Parents, especially new parents, are notoriously sleep-deprived. One study found that parents of newborns can’t expect to get a decent night’s sleep until their kid turns 6. That’s a lot of lost hours in dreamland. And while sanity might be a mom or dad’s primary motivation for catching up on shuteye, a new study suggests that sleep might even be more important than getting through a day without cracking up. In fact, one study found that consistent, deep sleep could help prevent Alzheimer’s disease. More specifically, deep sleep might help reduce levels of beta-amyloid and tau, two brain waste products that increase the risk of the disease.

Walker and his team studied 32 septuagenarians, running brain scans to monitor the levels of beta-amyloid in each one for up to six years.
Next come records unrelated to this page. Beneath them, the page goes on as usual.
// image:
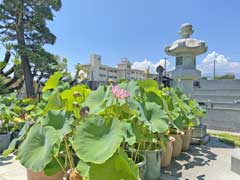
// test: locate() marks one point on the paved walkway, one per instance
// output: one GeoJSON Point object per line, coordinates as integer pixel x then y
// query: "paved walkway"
{"type": "Point", "coordinates": [208, 162]}
{"type": "Point", "coordinates": [10, 169]}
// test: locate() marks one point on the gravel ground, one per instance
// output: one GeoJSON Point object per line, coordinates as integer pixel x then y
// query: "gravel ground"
{"type": "Point", "coordinates": [206, 162]}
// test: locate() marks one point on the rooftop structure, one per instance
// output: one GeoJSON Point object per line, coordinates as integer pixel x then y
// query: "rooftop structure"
{"type": "Point", "coordinates": [102, 73]}
{"type": "Point", "coordinates": [185, 50]}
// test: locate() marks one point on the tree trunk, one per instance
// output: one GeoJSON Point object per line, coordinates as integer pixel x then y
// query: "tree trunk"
{"type": "Point", "coordinates": [28, 78]}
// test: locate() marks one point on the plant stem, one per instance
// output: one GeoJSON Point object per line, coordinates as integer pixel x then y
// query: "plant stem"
{"type": "Point", "coordinates": [68, 154]}
{"type": "Point", "coordinates": [135, 160]}
{"type": "Point", "coordinates": [60, 165]}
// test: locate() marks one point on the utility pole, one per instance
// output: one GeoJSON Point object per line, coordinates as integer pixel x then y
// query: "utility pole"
{"type": "Point", "coordinates": [214, 67]}
{"type": "Point", "coordinates": [165, 66]}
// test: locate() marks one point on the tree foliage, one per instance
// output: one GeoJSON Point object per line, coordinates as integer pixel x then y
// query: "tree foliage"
{"type": "Point", "coordinates": [226, 76]}
{"type": "Point", "coordinates": [23, 24]}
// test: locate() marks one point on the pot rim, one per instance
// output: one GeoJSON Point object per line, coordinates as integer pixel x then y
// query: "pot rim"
{"type": "Point", "coordinates": [5, 133]}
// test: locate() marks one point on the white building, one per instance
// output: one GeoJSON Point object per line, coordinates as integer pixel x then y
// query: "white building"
{"type": "Point", "coordinates": [103, 73]}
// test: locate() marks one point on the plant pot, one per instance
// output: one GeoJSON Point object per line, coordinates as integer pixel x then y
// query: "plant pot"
{"type": "Point", "coordinates": [41, 176]}
{"type": "Point", "coordinates": [74, 176]}
{"type": "Point", "coordinates": [153, 164]}
{"type": "Point", "coordinates": [177, 145]}
{"type": "Point", "coordinates": [186, 139]}
{"type": "Point", "coordinates": [5, 139]}
{"type": "Point", "coordinates": [166, 156]}
{"type": "Point", "coordinates": [141, 163]}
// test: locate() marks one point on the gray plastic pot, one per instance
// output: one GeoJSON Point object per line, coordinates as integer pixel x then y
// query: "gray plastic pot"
{"type": "Point", "coordinates": [141, 163]}
{"type": "Point", "coordinates": [5, 139]}
{"type": "Point", "coordinates": [166, 156]}
{"type": "Point", "coordinates": [186, 139]}
{"type": "Point", "coordinates": [177, 146]}
{"type": "Point", "coordinates": [41, 176]}
{"type": "Point", "coordinates": [153, 164]}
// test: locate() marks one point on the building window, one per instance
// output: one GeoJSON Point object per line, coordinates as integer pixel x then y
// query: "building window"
{"type": "Point", "coordinates": [102, 75]}
{"type": "Point", "coordinates": [101, 68]}
{"type": "Point", "coordinates": [179, 60]}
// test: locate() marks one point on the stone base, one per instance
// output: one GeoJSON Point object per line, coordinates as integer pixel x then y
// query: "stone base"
{"type": "Point", "coordinates": [235, 163]}
{"type": "Point", "coordinates": [200, 141]}
{"type": "Point", "coordinates": [199, 131]}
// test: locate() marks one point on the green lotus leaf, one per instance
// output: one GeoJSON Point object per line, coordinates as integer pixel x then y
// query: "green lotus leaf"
{"type": "Point", "coordinates": [53, 81]}
{"type": "Point", "coordinates": [14, 142]}
{"type": "Point", "coordinates": [157, 117]}
{"type": "Point", "coordinates": [59, 120]}
{"type": "Point", "coordinates": [97, 139]}
{"type": "Point", "coordinates": [83, 168]}
{"type": "Point", "coordinates": [54, 102]}
{"type": "Point", "coordinates": [131, 87]}
{"type": "Point", "coordinates": [54, 167]}
{"type": "Point", "coordinates": [129, 136]}
{"type": "Point", "coordinates": [68, 95]}
{"type": "Point", "coordinates": [118, 167]}
{"type": "Point", "coordinates": [37, 149]}
{"type": "Point", "coordinates": [95, 101]}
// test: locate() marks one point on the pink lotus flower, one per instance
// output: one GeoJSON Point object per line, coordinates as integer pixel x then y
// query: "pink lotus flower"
{"type": "Point", "coordinates": [119, 93]}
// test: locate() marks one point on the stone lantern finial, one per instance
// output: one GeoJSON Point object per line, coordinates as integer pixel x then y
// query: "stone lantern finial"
{"type": "Point", "coordinates": [186, 30]}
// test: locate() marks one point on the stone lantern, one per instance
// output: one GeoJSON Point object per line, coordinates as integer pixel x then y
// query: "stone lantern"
{"type": "Point", "coordinates": [185, 50]}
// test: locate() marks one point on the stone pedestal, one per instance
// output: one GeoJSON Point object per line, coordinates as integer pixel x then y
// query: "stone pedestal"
{"type": "Point", "coordinates": [199, 135]}
{"type": "Point", "coordinates": [186, 49]}
{"type": "Point", "coordinates": [235, 163]}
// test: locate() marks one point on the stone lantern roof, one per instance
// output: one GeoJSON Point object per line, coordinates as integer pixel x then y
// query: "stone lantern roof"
{"type": "Point", "coordinates": [186, 45]}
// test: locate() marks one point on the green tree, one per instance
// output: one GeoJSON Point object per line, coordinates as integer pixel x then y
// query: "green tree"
{"type": "Point", "coordinates": [10, 74]}
{"type": "Point", "coordinates": [23, 23]}
{"type": "Point", "coordinates": [226, 76]}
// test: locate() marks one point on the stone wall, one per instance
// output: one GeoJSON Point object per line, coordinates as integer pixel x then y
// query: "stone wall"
{"type": "Point", "coordinates": [225, 119]}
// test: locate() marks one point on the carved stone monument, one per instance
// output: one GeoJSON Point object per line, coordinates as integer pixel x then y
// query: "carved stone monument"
{"type": "Point", "coordinates": [185, 74]}
{"type": "Point", "coordinates": [185, 50]}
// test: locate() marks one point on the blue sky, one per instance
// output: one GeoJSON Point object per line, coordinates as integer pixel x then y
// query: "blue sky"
{"type": "Point", "coordinates": [139, 29]}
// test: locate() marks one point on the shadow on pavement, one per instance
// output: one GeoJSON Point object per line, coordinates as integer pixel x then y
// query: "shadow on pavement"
{"type": "Point", "coordinates": [5, 161]}
{"type": "Point", "coordinates": [196, 156]}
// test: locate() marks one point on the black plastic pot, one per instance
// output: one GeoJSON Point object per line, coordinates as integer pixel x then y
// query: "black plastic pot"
{"type": "Point", "coordinates": [5, 139]}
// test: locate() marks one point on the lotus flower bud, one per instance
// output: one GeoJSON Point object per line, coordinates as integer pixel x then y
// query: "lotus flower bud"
{"type": "Point", "coordinates": [77, 94]}
{"type": "Point", "coordinates": [75, 104]}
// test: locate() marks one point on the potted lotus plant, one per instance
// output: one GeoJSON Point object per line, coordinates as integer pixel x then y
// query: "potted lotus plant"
{"type": "Point", "coordinates": [48, 131]}
{"type": "Point", "coordinates": [11, 117]}
{"type": "Point", "coordinates": [101, 139]}
{"type": "Point", "coordinates": [74, 143]}
{"type": "Point", "coordinates": [149, 126]}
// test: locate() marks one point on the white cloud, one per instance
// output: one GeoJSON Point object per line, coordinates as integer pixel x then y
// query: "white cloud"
{"type": "Point", "coordinates": [143, 65]}
{"type": "Point", "coordinates": [223, 64]}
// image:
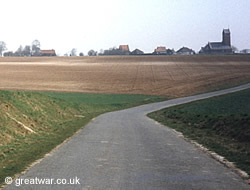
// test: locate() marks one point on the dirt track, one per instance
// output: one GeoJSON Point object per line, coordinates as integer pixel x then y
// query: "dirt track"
{"type": "Point", "coordinates": [173, 76]}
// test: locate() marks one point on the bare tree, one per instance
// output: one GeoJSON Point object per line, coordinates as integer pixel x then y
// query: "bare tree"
{"type": "Point", "coordinates": [73, 52]}
{"type": "Point", "coordinates": [19, 51]}
{"type": "Point", "coordinates": [35, 47]}
{"type": "Point", "coordinates": [2, 47]}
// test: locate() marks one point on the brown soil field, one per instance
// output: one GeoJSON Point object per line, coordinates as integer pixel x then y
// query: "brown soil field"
{"type": "Point", "coordinates": [172, 76]}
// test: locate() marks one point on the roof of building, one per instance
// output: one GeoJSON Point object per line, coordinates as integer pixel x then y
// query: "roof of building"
{"type": "Point", "coordinates": [51, 51]}
{"type": "Point", "coordinates": [218, 46]}
{"type": "Point", "coordinates": [185, 49]}
{"type": "Point", "coordinates": [138, 51]}
{"type": "Point", "coordinates": [160, 49]}
{"type": "Point", "coordinates": [124, 47]}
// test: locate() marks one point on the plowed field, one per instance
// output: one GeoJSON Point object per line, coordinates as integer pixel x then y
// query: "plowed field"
{"type": "Point", "coordinates": [173, 76]}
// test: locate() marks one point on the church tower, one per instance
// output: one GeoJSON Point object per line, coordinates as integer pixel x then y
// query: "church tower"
{"type": "Point", "coordinates": [226, 37]}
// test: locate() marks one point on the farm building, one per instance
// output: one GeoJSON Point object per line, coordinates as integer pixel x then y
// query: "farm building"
{"type": "Point", "coordinates": [170, 52]}
{"type": "Point", "coordinates": [137, 52]}
{"type": "Point", "coordinates": [245, 51]}
{"type": "Point", "coordinates": [223, 47]}
{"type": "Point", "coordinates": [161, 50]}
{"type": "Point", "coordinates": [185, 51]}
{"type": "Point", "coordinates": [48, 52]}
{"type": "Point", "coordinates": [124, 49]}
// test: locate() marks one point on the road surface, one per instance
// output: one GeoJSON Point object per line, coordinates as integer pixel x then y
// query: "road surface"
{"type": "Point", "coordinates": [127, 150]}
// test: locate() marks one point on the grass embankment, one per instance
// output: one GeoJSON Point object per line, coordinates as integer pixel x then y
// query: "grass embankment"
{"type": "Point", "coordinates": [222, 124]}
{"type": "Point", "coordinates": [32, 123]}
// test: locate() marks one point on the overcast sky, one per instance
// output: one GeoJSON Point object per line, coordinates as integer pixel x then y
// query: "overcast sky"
{"type": "Point", "coordinates": [144, 24]}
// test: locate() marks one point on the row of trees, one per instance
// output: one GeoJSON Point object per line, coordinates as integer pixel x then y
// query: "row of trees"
{"type": "Point", "coordinates": [33, 50]}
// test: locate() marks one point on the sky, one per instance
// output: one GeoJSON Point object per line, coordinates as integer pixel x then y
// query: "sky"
{"type": "Point", "coordinates": [144, 24]}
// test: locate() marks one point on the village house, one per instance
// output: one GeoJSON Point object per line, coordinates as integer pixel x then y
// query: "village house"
{"type": "Point", "coordinates": [161, 50]}
{"type": "Point", "coordinates": [51, 52]}
{"type": "Point", "coordinates": [137, 52]}
{"type": "Point", "coordinates": [223, 47]}
{"type": "Point", "coordinates": [185, 51]}
{"type": "Point", "coordinates": [124, 49]}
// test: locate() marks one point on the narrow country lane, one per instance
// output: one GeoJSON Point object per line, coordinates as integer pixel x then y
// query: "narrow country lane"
{"type": "Point", "coordinates": [127, 150]}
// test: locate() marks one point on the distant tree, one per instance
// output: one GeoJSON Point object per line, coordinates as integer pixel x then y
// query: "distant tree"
{"type": "Point", "coordinates": [92, 53]}
{"type": "Point", "coordinates": [27, 51]}
{"type": "Point", "coordinates": [19, 52]}
{"type": "Point", "coordinates": [235, 49]}
{"type": "Point", "coordinates": [8, 54]}
{"type": "Point", "coordinates": [73, 52]}
{"type": "Point", "coordinates": [2, 47]}
{"type": "Point", "coordinates": [35, 48]}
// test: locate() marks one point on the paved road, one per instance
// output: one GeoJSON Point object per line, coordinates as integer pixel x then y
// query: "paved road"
{"type": "Point", "coordinates": [127, 150]}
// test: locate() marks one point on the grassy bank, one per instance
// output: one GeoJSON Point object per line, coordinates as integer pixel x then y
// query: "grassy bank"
{"type": "Point", "coordinates": [221, 124]}
{"type": "Point", "coordinates": [33, 123]}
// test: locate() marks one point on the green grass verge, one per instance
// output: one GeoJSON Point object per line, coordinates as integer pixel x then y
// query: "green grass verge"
{"type": "Point", "coordinates": [222, 124]}
{"type": "Point", "coordinates": [53, 117]}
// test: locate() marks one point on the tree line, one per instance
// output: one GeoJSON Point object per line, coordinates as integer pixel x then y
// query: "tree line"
{"type": "Point", "coordinates": [28, 50]}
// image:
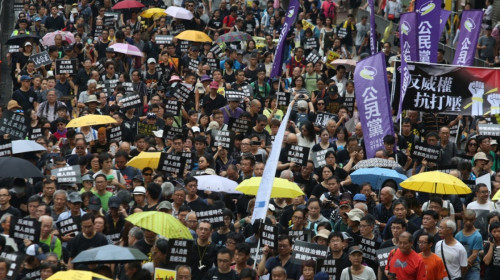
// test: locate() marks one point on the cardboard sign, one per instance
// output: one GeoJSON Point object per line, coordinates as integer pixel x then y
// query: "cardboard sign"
{"type": "Point", "coordinates": [297, 154]}
{"type": "Point", "coordinates": [269, 236]}
{"type": "Point", "coordinates": [313, 57]}
{"type": "Point", "coordinates": [239, 125]}
{"type": "Point", "coordinates": [181, 92]}
{"type": "Point", "coordinates": [300, 235]}
{"type": "Point", "coordinates": [319, 157]}
{"type": "Point", "coordinates": [164, 39]}
{"type": "Point", "coordinates": [489, 129]}
{"type": "Point", "coordinates": [214, 63]}
{"type": "Point", "coordinates": [383, 255]}
{"type": "Point", "coordinates": [14, 124]}
{"type": "Point", "coordinates": [5, 148]}
{"type": "Point", "coordinates": [217, 51]}
{"type": "Point", "coordinates": [213, 216]}
{"type": "Point", "coordinates": [131, 101]}
{"type": "Point", "coordinates": [302, 251]}
{"type": "Point", "coordinates": [41, 59]}
{"type": "Point", "coordinates": [115, 134]}
{"type": "Point", "coordinates": [193, 64]}
{"type": "Point", "coordinates": [146, 129]}
{"type": "Point", "coordinates": [34, 133]}
{"type": "Point", "coordinates": [422, 150]}
{"type": "Point", "coordinates": [68, 174]}
{"type": "Point", "coordinates": [68, 226]}
{"type": "Point", "coordinates": [179, 252]}
{"type": "Point", "coordinates": [172, 163]}
{"type": "Point", "coordinates": [16, 261]}
{"type": "Point", "coordinates": [323, 118]}
{"type": "Point", "coordinates": [66, 66]}
{"type": "Point", "coordinates": [13, 48]}
{"type": "Point", "coordinates": [25, 229]}
{"type": "Point", "coordinates": [164, 274]}
{"type": "Point", "coordinates": [169, 132]}
{"type": "Point", "coordinates": [283, 98]}
{"type": "Point", "coordinates": [173, 107]}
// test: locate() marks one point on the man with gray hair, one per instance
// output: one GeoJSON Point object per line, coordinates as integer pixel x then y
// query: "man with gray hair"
{"type": "Point", "coordinates": [451, 251]}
People who got less deep sleep had more beta-amyloid, they found. Other studies have found a similar association between a lack of deep sleep and higher levels of the protein tau in the brain.

“We are now learning that there is a significant relationship between sleep and dementia, particularly Alzheimer’s disease,” Matthew Walker, a professor of neuroscience and psychology at the University of California, Berkeley, told NPR. “There is something about this deep sleep that is helping protect you.”

The working theory, which dates back to a 2013 study, is that deep sleep activates a “dishwasher” in the brain: waves of fluid that flow into the brain during sleep that remove things like beta-amyloid and are preceded by large, slow electrical waves. This “dishwasher” helps clean out your brain every night — and going without it could be disastrous, apparently. Naturally, scientists are now focused on figuring out ways to induce such waves in the hopes without deep sleep, so that they can purposefully activate the processes that “clean” the brain and make dementia less likely.

The news likely won’t help parents get more sleep. After all, squeezing more time out of the day is mostly just about cutting smaller pieces in a pie. And sometimes, sleep just can’t be found — whether a kid is sick or whether a parent is having their first baby jitters, constantly checking the baby monitor. But the study is a sobering reminder that sleepless nights have real consequences.